Sir John Herschel, dans Tyndall (1875).

Les nuages peuvent agir comme des réverbérateurs atmosphériques. Certains scientifiques du dix-neuvième siècle avaient observé que dans un ciel limpide, des tirs de canon étaient pointus, alors que quand le ciel était couvert de nuages, les tirs étaient accompagnés par un roulement ondulatoire semblable au tonnerre (Roads, 1993a). La convolution d’une impulsion avec un nuage granulaire peut créer un effet analogue à celui de la réverbération atmosphérique. Roads appelle cet effet time-splattered (éparpillement ou aspersion dans le temps) pour traduire la non-uniformité des particules sonores dans cette réverbération granulaire. Avec la convolution entre un nuage granulaire AGS de large densité conformé par des particules sonores avec une réponse impulsionelle bien pointue, et un signal sonore, on pourrait imaginer comme résultat des centaines d’échos. Toutefois, la proximité des grains crée des effets de barbouillement et de time-splatter qui vont dépendre des caractéristiques de l’attaque du signal sonore à l’entrée. Voici les deux principaux effets:

· Si le signal sonore à l’entrée commence avec une attaque pointue, chaque grain génère un écho de cette attaque. Si le nuage de grains n’est pas continue, alors les échos sont espacés de manière irrégulière dans le temps.

· Si le signal sonore à l’entrée a une attaque lisse, le time-splattering est lissé et devient une étrange réverbération colorée (Roads, 1993a). La couleur de la réverbération est déterminée par le spectre des grains - un facteur de leur durée, enveloppe, et forme d’onde.

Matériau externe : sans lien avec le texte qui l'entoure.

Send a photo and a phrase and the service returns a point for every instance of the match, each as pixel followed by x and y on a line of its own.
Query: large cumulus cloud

Les effets de la convolution avec des grains sonores peuvent beaucoup varier selon les propriétés du nuage granulaire et le signal à l’entrée. Si les grains sont courts, espacés, pointus en attaque, et bruiteux en contenu spectral, et s’ils sont convolués avec un son aussi pointu en attaque, on aura comme résultat des échos clairs du son à l’entrée et peu d’effets de time-splattering. Voici une série d’effets possibles décrits par Roads (1993a):

· Pour une attaque pointue à l’entrée, une convolution avec une douzaine de grains courts en durée crée une distribution statistique d’échos du son à l’entrée (Figure 2).

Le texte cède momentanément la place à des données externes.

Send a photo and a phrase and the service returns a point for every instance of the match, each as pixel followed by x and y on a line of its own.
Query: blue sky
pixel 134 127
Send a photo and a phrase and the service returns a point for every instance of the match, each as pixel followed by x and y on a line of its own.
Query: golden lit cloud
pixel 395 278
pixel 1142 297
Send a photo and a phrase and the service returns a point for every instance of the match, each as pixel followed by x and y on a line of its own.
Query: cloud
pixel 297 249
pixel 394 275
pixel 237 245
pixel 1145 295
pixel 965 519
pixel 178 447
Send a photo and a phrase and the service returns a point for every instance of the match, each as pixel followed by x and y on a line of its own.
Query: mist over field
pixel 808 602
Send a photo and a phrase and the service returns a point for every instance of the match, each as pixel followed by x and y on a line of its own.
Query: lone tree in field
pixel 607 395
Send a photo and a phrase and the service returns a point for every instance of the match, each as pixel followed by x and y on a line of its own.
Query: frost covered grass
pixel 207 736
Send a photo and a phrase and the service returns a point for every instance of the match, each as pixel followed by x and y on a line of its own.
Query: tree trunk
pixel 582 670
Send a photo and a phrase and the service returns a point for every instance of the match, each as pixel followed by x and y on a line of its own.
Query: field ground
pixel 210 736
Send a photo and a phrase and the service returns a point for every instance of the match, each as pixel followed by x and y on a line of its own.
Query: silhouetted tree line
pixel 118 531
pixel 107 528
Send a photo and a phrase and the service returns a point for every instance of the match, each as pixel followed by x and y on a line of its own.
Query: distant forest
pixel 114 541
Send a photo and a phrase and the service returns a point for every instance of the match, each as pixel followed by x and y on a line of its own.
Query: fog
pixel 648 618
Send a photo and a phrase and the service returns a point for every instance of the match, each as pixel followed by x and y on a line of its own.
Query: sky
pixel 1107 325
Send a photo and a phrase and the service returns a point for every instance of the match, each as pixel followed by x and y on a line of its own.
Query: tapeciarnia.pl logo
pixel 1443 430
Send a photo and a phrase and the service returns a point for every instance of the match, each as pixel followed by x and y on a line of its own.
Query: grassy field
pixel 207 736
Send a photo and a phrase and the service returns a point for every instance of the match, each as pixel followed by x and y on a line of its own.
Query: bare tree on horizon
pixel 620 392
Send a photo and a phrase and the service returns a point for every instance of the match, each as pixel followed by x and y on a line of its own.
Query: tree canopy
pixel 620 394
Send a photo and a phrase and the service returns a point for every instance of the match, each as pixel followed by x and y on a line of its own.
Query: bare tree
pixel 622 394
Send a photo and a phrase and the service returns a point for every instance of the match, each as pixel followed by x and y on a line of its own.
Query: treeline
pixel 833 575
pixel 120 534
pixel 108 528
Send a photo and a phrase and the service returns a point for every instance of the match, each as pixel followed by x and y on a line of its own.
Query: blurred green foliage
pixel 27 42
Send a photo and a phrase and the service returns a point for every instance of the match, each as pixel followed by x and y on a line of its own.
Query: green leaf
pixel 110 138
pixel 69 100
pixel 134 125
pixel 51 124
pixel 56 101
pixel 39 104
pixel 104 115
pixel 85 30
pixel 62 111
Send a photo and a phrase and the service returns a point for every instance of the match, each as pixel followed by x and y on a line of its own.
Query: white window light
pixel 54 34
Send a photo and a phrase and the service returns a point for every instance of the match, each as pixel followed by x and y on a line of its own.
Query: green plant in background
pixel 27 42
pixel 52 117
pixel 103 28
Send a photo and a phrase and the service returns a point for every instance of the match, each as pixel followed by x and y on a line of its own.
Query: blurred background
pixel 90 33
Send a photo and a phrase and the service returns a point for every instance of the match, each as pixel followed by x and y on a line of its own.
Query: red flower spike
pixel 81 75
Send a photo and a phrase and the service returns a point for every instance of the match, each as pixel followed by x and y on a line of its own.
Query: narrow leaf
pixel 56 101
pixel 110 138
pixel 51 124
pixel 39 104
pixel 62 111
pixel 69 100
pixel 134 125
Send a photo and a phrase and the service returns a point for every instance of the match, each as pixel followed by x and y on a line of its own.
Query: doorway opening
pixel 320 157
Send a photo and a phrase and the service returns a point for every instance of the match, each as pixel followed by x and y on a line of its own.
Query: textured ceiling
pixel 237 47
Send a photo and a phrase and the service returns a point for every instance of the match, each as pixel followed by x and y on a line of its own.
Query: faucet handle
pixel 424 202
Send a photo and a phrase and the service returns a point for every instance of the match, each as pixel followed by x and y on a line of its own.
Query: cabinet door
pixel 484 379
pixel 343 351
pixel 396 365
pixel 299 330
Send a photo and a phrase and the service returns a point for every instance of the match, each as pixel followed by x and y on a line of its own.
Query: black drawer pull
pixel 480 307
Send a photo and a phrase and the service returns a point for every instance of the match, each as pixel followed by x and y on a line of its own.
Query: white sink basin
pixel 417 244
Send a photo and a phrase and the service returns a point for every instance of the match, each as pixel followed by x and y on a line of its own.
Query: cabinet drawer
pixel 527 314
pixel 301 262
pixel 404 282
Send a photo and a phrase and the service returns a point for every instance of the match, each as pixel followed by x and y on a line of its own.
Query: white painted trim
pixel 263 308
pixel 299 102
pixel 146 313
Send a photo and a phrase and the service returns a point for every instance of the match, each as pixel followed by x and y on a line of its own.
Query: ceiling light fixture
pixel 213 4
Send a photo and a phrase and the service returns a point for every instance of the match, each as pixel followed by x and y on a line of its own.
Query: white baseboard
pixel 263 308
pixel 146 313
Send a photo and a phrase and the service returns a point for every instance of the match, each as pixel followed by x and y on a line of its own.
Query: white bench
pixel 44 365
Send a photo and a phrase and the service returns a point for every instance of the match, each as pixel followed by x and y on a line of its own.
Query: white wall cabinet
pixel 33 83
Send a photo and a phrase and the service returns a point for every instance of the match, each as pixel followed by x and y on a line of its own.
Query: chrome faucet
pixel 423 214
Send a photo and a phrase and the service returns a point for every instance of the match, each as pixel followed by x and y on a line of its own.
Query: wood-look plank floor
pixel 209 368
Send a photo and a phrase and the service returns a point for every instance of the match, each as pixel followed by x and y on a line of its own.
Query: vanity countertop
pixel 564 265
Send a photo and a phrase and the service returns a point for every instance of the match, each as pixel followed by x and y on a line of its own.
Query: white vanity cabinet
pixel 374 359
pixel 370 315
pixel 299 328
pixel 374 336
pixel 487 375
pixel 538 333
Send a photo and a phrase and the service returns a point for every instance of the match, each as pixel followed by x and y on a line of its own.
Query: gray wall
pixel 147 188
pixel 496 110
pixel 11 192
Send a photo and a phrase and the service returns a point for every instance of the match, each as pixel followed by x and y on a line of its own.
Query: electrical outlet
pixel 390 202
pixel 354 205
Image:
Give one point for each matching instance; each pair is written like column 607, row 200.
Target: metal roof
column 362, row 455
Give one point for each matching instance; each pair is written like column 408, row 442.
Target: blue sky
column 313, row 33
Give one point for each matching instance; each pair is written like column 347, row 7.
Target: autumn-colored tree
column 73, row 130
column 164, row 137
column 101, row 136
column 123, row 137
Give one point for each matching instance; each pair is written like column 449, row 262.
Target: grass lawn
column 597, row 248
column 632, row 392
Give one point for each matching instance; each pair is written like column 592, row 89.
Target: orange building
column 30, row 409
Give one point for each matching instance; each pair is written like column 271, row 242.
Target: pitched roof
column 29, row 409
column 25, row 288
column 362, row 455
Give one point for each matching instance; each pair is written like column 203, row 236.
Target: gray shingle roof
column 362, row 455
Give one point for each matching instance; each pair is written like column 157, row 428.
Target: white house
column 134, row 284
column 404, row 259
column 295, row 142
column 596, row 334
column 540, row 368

· Le grains longs accentuent l’effet de barbouillage dans le temps (time-smearing).

· Quand le son à l’entrée a une attaque lisse, le résultat est un filtrage qui varie dans le temps et qui dépend du spectre des grains.

· Plus dense sera le nuage, plus les échos seront fusionnés dans un effet de réverbération.

J’ajouterai un effet très intéressant produit par un nuage de grains d’une durée de 20 à 40 millièmes de seconde avec une enveloppe gaussienne (ou d’un autre type), et un contenu spectral harmonique ou inharmonique (mais non bruiteux), convolué avec le ton d’un instrument d’attaque pointue (un pizzicato, une attaque de piano ou de clavecin, une attaque de xylophone, etc). Le résultat n’est pas la simple répétition des échos du son d’origine, mais la variation spectrale de ce son à chaque nouvel écho. Ceci est dû à l’interaction entre la variation du spectre et de la fréquence des grains, et le spectre du ton instrumental. Avec un nuage de grains qui varient en fréquence mais avec un contenu spectral bruiteux, l’effet résultant du spectre final sera toujours plus ou moins pareil, sauf si la densité et les fréquences des grains du nuage varient radicalement, mais même ainsi les changements du spectre des échos ne seront pas aussi nets qu’avec un nuage de grains non bruiteux. D’autre part, si on réalise cette même expérience avec un son harmonique à l’entrée, comme un accord chanté par un choeur, le résultat sera l’accentuation des différentes notes de l’accord selon la fréquence et le spectre des grains convolués avec lui (voir exemples sonores dans l’appendice).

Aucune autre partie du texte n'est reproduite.